[download this notebook here](https://github.com/HumanCompatibleAI/imitation/blob/master/docs/tutorials/8_train_custom_env.ipynb)
# Train Behavior Cloning in a Custom Environment

You can use `imitation` to train a policy in a custom environment.
Here, we re-implement a [fixed-horizon](https://imitation.readthedocs.io/en/latest/getting-started/variable-horizon.html) variant of the CartPole environment (also available in [seals](https://github.com/HumanCompatibleAI/seals)), and go through the steps of training a policy using behavior cloning in that environment.



## Step 1: Define the environment

First, we need to define our custom environment. We'll use the same dynamics as the original CartPole environment, but remove the termination condition, so that the environment has a fixed horizon.

If you have your own environment that you'd like to use, you can replace the code below with your own environment.
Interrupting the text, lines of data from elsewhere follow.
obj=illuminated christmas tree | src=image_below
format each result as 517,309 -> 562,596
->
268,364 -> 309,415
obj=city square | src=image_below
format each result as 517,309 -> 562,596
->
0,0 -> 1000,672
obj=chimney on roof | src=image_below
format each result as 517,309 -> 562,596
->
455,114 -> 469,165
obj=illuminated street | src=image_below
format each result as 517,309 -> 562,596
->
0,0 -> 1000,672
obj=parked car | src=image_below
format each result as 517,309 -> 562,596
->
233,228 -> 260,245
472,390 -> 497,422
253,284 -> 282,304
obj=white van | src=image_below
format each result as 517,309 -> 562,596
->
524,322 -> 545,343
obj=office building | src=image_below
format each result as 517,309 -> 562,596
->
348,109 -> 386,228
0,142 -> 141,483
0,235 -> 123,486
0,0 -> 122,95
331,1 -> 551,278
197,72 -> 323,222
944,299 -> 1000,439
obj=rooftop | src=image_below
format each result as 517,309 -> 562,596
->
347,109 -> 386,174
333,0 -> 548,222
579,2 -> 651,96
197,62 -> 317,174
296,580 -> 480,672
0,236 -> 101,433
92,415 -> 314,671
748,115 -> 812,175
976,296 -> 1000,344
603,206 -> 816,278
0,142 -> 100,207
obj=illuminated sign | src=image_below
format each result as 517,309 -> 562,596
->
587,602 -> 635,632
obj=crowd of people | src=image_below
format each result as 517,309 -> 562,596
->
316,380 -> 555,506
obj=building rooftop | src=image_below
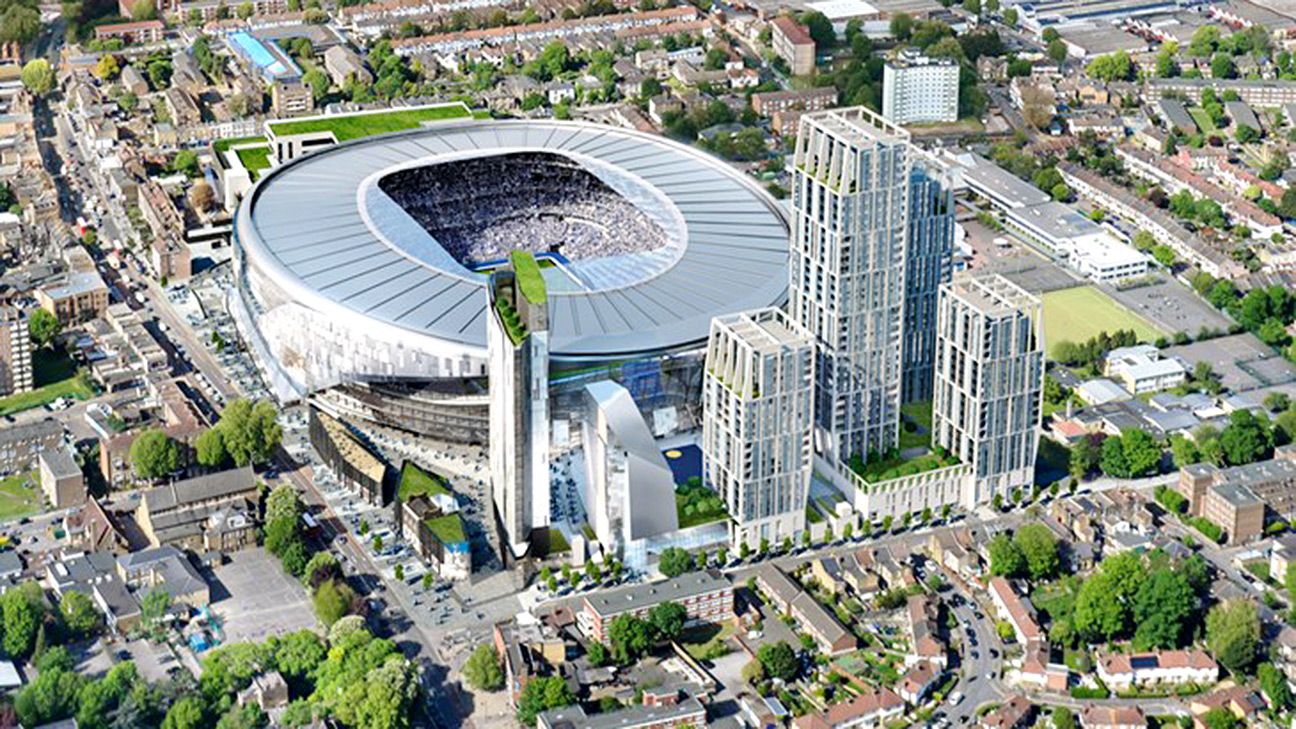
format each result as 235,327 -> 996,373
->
584,572 -> 732,616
Make sure it complies with the standard Gym API, and that the observation and action spaces are specified correctly.

In [1]:
import gym

from gym.spaces import Discrete, Box
from gym.utils import seeding


class FixedHorizonCartPoleEnv(gym.Env):
    def __init__(self):

        # Some constants -- environment logic
        self.gravity = 9.8
        self.masscart = 1.0
        self.masspole = 0.1
        self.total_mass = self.masspole + self.masscart
        self.length = 0.5  # actually half the pole's length
        self.polemass_length = self.masspole * self.length
        self.force_mag = 10.0
        self.tau = 0.02  # seconds between state updates
        self.kinematics_integrator = "euler"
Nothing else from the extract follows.